The harness (`pi`, `amp`) provides the agent loop and file/shell tools. The
brain reads the specs. The specs are the same across runs.

But: different brains produce *different outputs* on the same hardware. One
model writes `arm_set_joint_angle`; another writes
`so_arm101_arm_set_joint_angle`. Tools may differ in count, naming, and even
parameter shape across runs. The interface contracts (MCP tool schema, FastMCP
server shape) hold; the *output* content varies.

This is the honest version of the old "model-agnostic" claim. The system is
interface-agnostic; the outputs are model-divergent. Both halves matter.

## 5. Model calls replace code debt

A model call is a unit of code. When the alternative is a brittle parser, an
exception cascade, a regex chain, or an enumeration of conditions you can't
fully list — write a prompt instead. Models are now cheap and capable enough
that they're a first-class implementation primitive, not a fallback.

Concrete patterns that become model calls:

- **Log summarization.** The daemon's heal cycle reads the server log and
  asks a small model to summarize what's wrong. The alternative is a
  200-line regex/grep/awk parser that breaks the moment the log format
  shifts. The prompt is 20 lines and survives format drift for free.
- **Error categorization.** "Is this exception a missing dependency, a
  hardware disconnect, a permission issue, or a logic bug?" — a four-way
  classification that would be a tangle of `except` clauses becomes a
  prompt with four labels.
- **Structured-output extraction.** Pulling JSON or fields out of a tool's
  semi-structured stdout. A regex works for one tool version and breaks on
  the next; a prompt that says "extract the device serial" doesn't.
- **Device identification.** `if device_id == "1a86:7523": capabilities = [...]`
  is the canonical bad pattern. The model knows what a CH340 is. Strengthen
  the spec instead of patching the code.
- **Failure-mode classification in retries.** When a stage fails, deciding
  *how* to retry (edit the spec? change the model? abort?) is a judgement
  call, not a switch statement.

The discipline is: when you feel yourself reaching for `if/elif/else` over a
list you can't fully enumerate, or for a parser whose grammar you don't fully
know, that's the signal. Write the prompt.

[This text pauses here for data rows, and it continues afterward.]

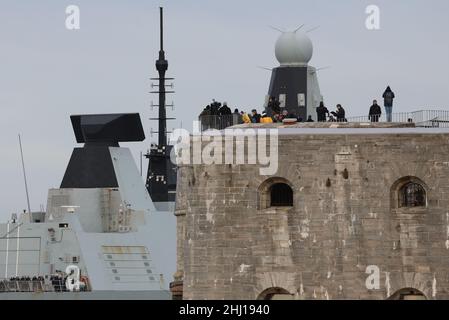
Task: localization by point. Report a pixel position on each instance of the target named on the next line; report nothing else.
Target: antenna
(297, 29)
(313, 29)
(277, 29)
(265, 68)
(24, 175)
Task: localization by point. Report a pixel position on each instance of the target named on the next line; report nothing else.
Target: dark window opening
(281, 195)
(412, 195)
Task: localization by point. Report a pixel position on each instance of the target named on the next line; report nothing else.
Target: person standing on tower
(322, 112)
(375, 112)
(388, 103)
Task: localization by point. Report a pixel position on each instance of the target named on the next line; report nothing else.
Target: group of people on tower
(374, 115)
(278, 114)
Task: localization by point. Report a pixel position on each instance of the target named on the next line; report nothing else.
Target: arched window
(409, 195)
(275, 192)
(412, 194)
(281, 195)
(408, 294)
(275, 294)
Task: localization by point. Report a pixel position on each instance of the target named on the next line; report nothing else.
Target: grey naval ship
(105, 233)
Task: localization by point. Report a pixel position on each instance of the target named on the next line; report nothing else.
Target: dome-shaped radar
(294, 48)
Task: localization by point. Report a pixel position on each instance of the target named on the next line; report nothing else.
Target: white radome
(294, 48)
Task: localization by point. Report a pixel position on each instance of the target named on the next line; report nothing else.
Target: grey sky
(213, 47)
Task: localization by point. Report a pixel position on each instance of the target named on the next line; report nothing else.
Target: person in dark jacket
(214, 107)
(388, 103)
(255, 117)
(322, 112)
(340, 114)
(375, 112)
(224, 110)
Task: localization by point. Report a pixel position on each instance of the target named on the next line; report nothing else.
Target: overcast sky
(214, 49)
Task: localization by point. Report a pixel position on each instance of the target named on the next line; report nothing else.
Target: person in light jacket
(388, 103)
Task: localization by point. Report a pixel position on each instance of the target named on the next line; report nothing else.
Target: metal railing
(421, 118)
(48, 285)
(219, 122)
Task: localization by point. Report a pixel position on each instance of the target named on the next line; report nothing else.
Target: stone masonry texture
(344, 219)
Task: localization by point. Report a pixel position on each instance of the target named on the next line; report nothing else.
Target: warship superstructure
(101, 235)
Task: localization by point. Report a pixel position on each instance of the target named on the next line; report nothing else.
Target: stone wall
(345, 218)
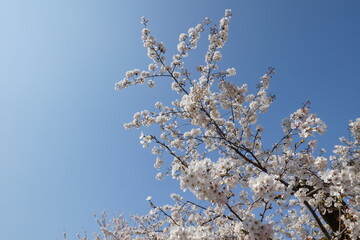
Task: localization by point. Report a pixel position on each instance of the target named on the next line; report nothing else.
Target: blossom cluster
(211, 142)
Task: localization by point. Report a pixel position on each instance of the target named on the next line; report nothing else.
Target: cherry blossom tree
(209, 141)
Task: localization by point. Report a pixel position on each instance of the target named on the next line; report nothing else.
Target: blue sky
(63, 150)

Use small/cheap models for the simple classifications (log summaries,
field extraction); reserve larger models for the load-bearing reasoning
(spec rewrites, heal decisions). A model call has a price; pick the right
one.

**Caveat.** This rule applies to *knowledge* problems (the model knows or
doesn't), not to *control* problems. Thermal cooldown logic, voltage checks,
USB autosuspend handling, joint duty-cycle enforcement — those are real
if/then control flow that *must* live in the generated server, because they
govern physical safety and run at frequencies where a model call is wrong on
latency, reliability, and cost. Knowledge belongs in prompts; safety belongs
in code.

## 6. Minimal harness

The orchestrator coordinates; the agent and the specs do the thinking. It
reads `octopus.toml`, spawns a coding agent per stage, checks whether an
output file exists, and loops. There is no device-specific code in the
orchestrator — when we find ourselves adding a conditional for a specific
device, we've made a mistake (#5).

This is a *value*, not a measurement. The line count is what it is; "minimal"
isn't a number we defend. What we defend is: every line of orchestrator code
should be answering a coordination question (which stage runs next, which
spec to render, what to do on retry) — not a hardware question (what does
this CH340 USB chip control). Hardware questions belong in specs.

## 7. RALPH loop

**Read** the spec → **Agent** executes → **Loop** (check the output file) →
**Pass/Halt**. This is the only control structure in Octopus. Every pipeline
stage is a RALPH iteration. Every daemon tick is a RALPH iteration. Every
heal action is a RALPH iteration. There is no second loop, no event queue,
no scheduler — just RALPH, instantiated repeatedly with different specs and
different output-file checks.

Why it's a principle and not a tactic: RALPH is what makes the rest of the
system tractable. Because every step has the same shape, retry policy is
uniform (re-run with optional spec edit), failure detection is uniform
(output file present and well-formed?), and the orchestrator is small (#6)
because it only needs to know how to run *one* loop. Replacing RALPH would
mean inventing per-stage control flow, which would push hardware logic back
into Python and break #1.

The "L" — looping by checking an output file — is also what enforces the
spec contract. Specs declare their output paths and success conditions in
markdown; the loop check reads those declarations. The agent and the
orchestrator never need to share Python types. The filesystem is the API.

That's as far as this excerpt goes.